Photo by Mary Knox Merrill.

As a kid, Matthew Cournoyer volunteered with his father at a food bank near his home in Cranston, Rhode Island, an experience that sparked a passion for community engagement. At Northeastern, he continued to pursue public service through experiential opportunities and volunteer work.

Now his commitment has been nationally recognized. Cournoyer was recently named a 2011 Truman Scholar, a prestigious honor that recognizes students with exceptional leadership potential who are committed to careers in government, the nonprofit sector, or other public service.

“I’m honored to be selected,” said Cournoyer, a junior and political science major. “I have a strong interest in continuing a career in public service, and the opportunities associated with this scholarship are very exciting.”

Cournoyer was one of 60 winners nationwide from more than 600 nominees.

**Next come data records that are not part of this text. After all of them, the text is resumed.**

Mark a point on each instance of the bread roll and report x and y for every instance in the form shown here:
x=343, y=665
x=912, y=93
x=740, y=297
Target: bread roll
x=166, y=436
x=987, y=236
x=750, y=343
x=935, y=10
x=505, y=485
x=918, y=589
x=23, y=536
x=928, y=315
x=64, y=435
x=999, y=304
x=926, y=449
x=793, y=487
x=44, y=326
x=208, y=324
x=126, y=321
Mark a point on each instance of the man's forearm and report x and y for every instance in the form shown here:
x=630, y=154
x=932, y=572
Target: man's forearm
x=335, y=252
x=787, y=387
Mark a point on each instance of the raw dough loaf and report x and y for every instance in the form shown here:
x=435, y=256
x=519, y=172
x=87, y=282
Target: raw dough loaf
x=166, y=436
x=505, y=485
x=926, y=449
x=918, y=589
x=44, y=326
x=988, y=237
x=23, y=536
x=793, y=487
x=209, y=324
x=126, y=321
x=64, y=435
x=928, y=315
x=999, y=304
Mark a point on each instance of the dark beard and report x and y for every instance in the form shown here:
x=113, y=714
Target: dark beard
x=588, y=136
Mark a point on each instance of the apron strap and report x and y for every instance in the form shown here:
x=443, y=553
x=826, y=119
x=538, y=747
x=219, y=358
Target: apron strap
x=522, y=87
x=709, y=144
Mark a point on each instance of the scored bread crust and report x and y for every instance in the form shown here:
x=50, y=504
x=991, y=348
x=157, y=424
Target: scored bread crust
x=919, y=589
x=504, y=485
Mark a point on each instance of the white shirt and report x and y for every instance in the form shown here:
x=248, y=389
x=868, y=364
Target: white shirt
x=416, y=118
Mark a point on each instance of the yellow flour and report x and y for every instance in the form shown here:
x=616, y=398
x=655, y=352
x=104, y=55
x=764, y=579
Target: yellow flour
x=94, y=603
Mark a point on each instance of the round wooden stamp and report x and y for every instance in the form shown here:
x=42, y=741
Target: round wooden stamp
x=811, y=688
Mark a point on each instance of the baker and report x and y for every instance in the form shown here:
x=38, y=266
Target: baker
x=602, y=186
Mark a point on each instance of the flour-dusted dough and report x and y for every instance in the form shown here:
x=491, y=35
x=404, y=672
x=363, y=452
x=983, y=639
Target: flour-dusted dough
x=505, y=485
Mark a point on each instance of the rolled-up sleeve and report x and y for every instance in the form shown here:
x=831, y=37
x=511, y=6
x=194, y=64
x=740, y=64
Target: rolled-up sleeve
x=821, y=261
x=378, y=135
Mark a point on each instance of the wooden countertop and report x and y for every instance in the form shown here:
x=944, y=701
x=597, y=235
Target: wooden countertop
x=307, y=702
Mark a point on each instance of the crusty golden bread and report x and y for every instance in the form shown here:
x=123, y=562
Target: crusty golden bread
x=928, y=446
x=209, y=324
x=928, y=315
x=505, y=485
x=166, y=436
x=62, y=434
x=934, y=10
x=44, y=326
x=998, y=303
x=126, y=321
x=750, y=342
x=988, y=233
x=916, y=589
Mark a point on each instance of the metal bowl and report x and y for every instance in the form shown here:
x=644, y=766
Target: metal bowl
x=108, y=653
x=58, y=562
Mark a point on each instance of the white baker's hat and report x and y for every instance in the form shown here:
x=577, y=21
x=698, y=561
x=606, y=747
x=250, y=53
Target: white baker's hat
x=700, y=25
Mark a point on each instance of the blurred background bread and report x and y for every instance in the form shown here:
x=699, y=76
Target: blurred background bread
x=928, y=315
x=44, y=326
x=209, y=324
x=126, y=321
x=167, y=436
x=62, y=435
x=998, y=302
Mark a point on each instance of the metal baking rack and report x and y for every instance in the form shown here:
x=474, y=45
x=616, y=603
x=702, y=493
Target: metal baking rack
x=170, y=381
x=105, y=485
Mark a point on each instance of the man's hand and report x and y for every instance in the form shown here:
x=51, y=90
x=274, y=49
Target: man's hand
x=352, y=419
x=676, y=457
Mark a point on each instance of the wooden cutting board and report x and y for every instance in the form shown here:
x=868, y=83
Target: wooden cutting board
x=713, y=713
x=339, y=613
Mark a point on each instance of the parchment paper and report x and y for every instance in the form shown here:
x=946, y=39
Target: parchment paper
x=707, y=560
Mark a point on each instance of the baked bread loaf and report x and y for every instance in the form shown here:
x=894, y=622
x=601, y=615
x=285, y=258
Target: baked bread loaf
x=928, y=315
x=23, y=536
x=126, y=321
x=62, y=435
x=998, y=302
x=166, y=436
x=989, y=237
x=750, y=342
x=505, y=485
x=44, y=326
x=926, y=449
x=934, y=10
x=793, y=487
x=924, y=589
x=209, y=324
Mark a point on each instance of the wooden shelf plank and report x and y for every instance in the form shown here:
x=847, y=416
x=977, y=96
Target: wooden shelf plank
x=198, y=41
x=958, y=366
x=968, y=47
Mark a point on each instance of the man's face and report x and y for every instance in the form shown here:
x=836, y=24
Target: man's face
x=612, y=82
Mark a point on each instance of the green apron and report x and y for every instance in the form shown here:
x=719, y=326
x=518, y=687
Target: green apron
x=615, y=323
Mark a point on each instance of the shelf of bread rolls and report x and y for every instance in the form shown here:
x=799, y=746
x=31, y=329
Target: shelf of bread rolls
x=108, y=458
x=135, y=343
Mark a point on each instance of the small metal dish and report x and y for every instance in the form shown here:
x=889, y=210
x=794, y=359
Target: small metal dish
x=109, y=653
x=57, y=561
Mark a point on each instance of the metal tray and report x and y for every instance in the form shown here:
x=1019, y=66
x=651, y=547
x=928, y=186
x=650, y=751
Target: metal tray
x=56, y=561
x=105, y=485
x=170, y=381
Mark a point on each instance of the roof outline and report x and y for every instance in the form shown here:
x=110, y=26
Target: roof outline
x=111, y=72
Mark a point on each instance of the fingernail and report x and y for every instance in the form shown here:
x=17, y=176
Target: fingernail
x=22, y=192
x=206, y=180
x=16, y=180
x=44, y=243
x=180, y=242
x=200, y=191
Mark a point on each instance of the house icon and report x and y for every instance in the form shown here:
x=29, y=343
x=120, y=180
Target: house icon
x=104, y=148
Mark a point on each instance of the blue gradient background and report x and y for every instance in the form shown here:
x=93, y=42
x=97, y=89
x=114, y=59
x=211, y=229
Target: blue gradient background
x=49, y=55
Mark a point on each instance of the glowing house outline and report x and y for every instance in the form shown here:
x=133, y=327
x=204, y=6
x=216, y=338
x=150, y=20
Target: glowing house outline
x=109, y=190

The award, sponsored by the Harry S. Truman Scholarship Foundation, provides up to $30,000 for graduate study.

Cournoyer’s accomplishments at Northeastern are impressive. In 2009, he cofounded the NU Political Review, a student-run magazine he hopes will “enrich the political dialogue on campus.” He is also a past president of the United Nations Association of Northeastern and current secretary-general of the National University Model Arab League.

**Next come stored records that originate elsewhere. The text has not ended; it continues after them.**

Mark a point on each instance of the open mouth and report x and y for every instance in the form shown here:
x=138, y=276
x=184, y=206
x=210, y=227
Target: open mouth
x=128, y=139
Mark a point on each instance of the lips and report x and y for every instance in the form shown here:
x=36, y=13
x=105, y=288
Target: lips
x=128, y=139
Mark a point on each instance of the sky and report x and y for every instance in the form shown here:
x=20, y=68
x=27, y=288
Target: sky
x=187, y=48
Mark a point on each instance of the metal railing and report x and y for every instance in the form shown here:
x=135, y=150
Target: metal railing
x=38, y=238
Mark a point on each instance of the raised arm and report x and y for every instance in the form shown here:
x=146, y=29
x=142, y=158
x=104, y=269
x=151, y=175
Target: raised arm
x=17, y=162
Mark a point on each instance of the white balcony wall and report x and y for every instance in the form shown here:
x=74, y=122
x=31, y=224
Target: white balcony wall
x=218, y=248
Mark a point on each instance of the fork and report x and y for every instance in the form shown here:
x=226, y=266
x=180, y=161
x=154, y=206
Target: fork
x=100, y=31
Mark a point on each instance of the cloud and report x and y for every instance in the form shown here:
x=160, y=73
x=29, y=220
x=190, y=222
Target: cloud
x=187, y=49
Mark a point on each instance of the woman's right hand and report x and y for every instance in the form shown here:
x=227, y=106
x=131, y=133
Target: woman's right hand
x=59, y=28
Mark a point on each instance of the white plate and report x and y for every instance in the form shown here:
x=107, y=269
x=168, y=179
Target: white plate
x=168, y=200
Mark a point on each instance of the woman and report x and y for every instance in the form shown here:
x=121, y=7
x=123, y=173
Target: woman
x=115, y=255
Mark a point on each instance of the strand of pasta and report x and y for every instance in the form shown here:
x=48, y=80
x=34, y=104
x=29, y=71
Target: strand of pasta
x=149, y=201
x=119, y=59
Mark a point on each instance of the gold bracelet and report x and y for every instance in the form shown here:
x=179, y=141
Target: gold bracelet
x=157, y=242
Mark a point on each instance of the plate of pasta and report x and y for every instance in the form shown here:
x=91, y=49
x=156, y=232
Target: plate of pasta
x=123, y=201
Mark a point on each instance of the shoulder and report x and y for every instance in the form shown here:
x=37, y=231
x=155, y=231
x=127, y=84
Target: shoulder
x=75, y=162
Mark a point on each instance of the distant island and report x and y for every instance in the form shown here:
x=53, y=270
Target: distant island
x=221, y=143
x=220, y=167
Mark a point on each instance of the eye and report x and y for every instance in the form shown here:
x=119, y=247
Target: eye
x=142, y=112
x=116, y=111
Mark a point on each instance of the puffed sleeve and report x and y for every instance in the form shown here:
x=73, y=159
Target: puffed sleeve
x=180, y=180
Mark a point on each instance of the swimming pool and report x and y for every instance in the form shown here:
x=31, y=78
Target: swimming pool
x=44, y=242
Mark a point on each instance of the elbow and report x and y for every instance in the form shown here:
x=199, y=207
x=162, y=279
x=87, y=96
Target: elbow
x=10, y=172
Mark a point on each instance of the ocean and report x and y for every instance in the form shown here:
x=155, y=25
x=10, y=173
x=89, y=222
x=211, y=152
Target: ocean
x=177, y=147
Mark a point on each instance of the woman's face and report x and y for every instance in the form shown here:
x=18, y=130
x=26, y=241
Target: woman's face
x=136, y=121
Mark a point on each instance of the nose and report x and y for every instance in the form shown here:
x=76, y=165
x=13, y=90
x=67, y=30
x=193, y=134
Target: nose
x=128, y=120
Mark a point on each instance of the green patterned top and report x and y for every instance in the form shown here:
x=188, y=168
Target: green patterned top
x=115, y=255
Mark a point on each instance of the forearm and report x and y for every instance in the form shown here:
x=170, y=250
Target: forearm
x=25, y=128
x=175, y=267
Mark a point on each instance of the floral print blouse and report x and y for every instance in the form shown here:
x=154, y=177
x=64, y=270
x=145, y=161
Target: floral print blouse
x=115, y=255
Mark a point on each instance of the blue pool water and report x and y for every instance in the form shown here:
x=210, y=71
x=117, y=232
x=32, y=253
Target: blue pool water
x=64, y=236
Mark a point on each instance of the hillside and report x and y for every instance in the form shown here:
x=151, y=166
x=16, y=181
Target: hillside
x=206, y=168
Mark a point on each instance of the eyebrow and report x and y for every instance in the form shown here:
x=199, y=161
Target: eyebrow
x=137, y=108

In addition, Cournoyer’s experiential education opportunities include a 10-day fellowship in Saudi Arabia learning about Saudi culture, as well as co-ops in U.S. Sen. Jack Reed’s office and the Rhode Island Emergency Management Agency — where he helped develop the Rhode Island Partnership for Community Resiliency initiative, which brings together public and private sector partners to share information, resources, and best practices regarding disaster planning.

Cournoyer has been particularly focused on housing issues. For the public policy proposal required for his lengthy Truman Scholarship application, Cournoyer outlined a public-private partnership model in which companies could receive tax credits as an incentive to offer low- to middle-income workers housing benefits, such as down payment assistance and rental subsidies. In addition, as part of a community-based research practicum at Northeastern, he collaborated on a student report analyzing a Massachusetts-funded homelessness prevention program.

“This is an extremely competitive award, and Matt certainly earned it,” said Bruce Wallin, an associate professor of political science who oversees Truman Scholarship applications from Northeastern students. “He’s exhibited strong leadership qualities at Northeastern, his academic achievements are extensive, and he’s done a lot of volunteer work.”

Cournoyer said participating in both global experiences and local volunteer work while at Northeastern has had a significant impact on his education. “It’s important to be engaged in the community where you live,” he said, “but also to realize that you’re part of a larger global community.”

In the future, Cournoyer intends to pursue a degree in public interest or social justice law, and said he wants to promote economic opportunities for people in need, particularly those in urban communities.